France: Rythmes scolaires - les pros du ski veulent des vacances de printemps plus tôt

Les Domaines skiables de France demandent au gouvernement de revoir le calendrier des congés scolaires.
Les professionnels des pentes enneigées sont en colère. Jeudi 7 novembre, les 230 membres regroupés au sein de l’organisation des Domaines skiables de France (DSF) se sont réunis en congrès à Strasbourg. Le but ? Faire part de leur "profond ressentiment" et demander au gouvernement de modifier ses propositions de calendrier scolaire pour les périodes 2014-2015 et 2016-2017.
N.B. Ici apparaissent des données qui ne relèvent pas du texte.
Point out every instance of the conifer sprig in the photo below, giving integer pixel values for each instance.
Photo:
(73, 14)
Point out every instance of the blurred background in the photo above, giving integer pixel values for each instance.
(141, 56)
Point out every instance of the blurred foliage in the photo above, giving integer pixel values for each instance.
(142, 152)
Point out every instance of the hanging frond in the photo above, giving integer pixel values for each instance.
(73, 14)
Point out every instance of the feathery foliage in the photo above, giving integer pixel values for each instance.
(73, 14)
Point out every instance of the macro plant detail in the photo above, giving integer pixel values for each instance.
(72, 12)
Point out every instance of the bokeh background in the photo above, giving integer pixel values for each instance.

                              

Pour eux, le point noir de ce programme tient dans les dates des vacances de printemps. Trop tardives à leurs yeux. Plus précisément, ils déplorent, selon l’AFP, que "depuis la saison 2010-2011, les élèves travaillent plus longtemps entre Noël et les vacances d’hiver, ce qui décale les vacances de printemps, désormais placées de mi-avril à mi-mai, soit en dehors de la saison touristique".

Un cercle vicieux pour les pros du ski



En raison de ces décalages, les DSF estiment qu’en trois ans, la fréquentation des stations de montagne pendant les vacances de printemps a chuté de 70%. Une dégringolade qui pourrait, selon eux, menacer les emplois de 35 000 saisonniers sur les 120 000 actuels de la filière ski en France, et ainsi être cause de chômage. De plus, ils ont calculé "un manque à gagner de 80 à 100 millions d'euros de recettes fiscales" pour l'Etat.
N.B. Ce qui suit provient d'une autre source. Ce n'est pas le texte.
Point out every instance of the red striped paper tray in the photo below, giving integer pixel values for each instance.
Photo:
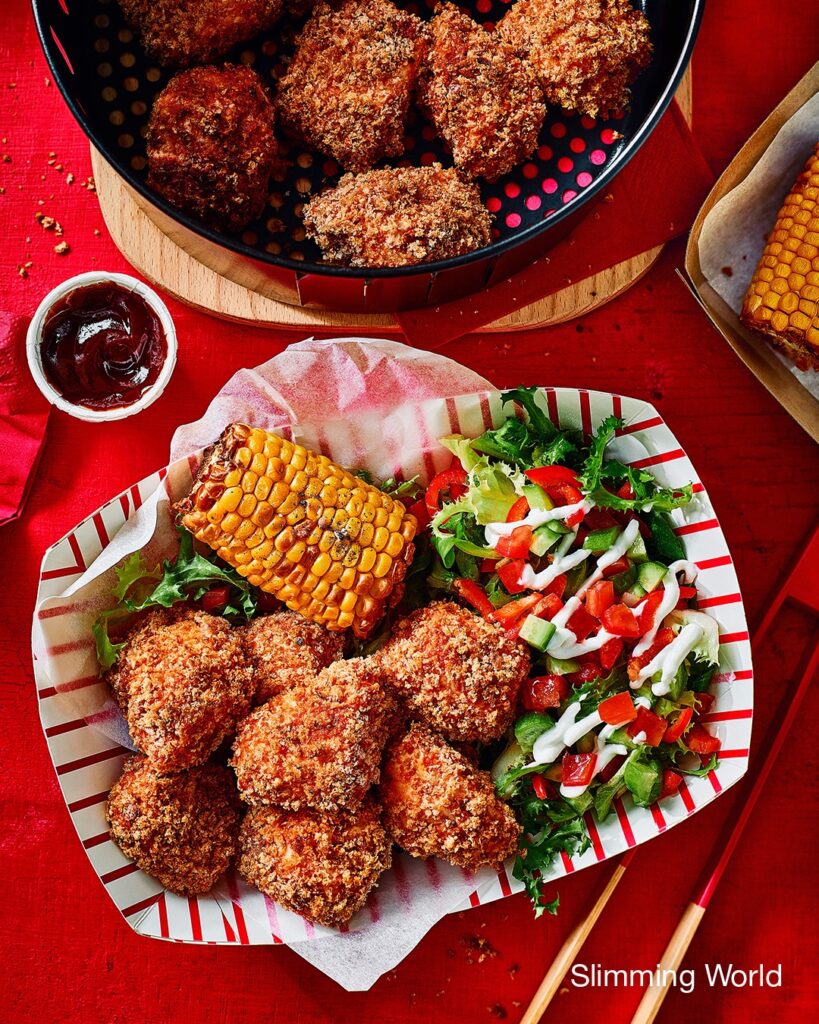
(87, 743)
Le 20 septembre, déjà, l'organisation des Domaines skiables de France avait diffusé un communiqué commun avec l’Umih, le Snav, le SNRT, le CNPA et le Seto pour demander au gouvernement et en particulier à Vincent Peillon, ministre de l’Education nationale, d’aborder la réforme des rythmes scolaires avant 2015. Un délai de deux ans qu'ils jugent trop long mais qui a été confirmé.

L'ensemble de la profession a pris de l'avance et semble s’accorder sur une solution : maintenir les vacances d’hiver en février et celles de printemps en avril. Cette motion a été adoptée hier, le 7 novembre, à l’unanimité par les membres de l’organisation. Reste au gouvernement à s'exprimer sur le sujet.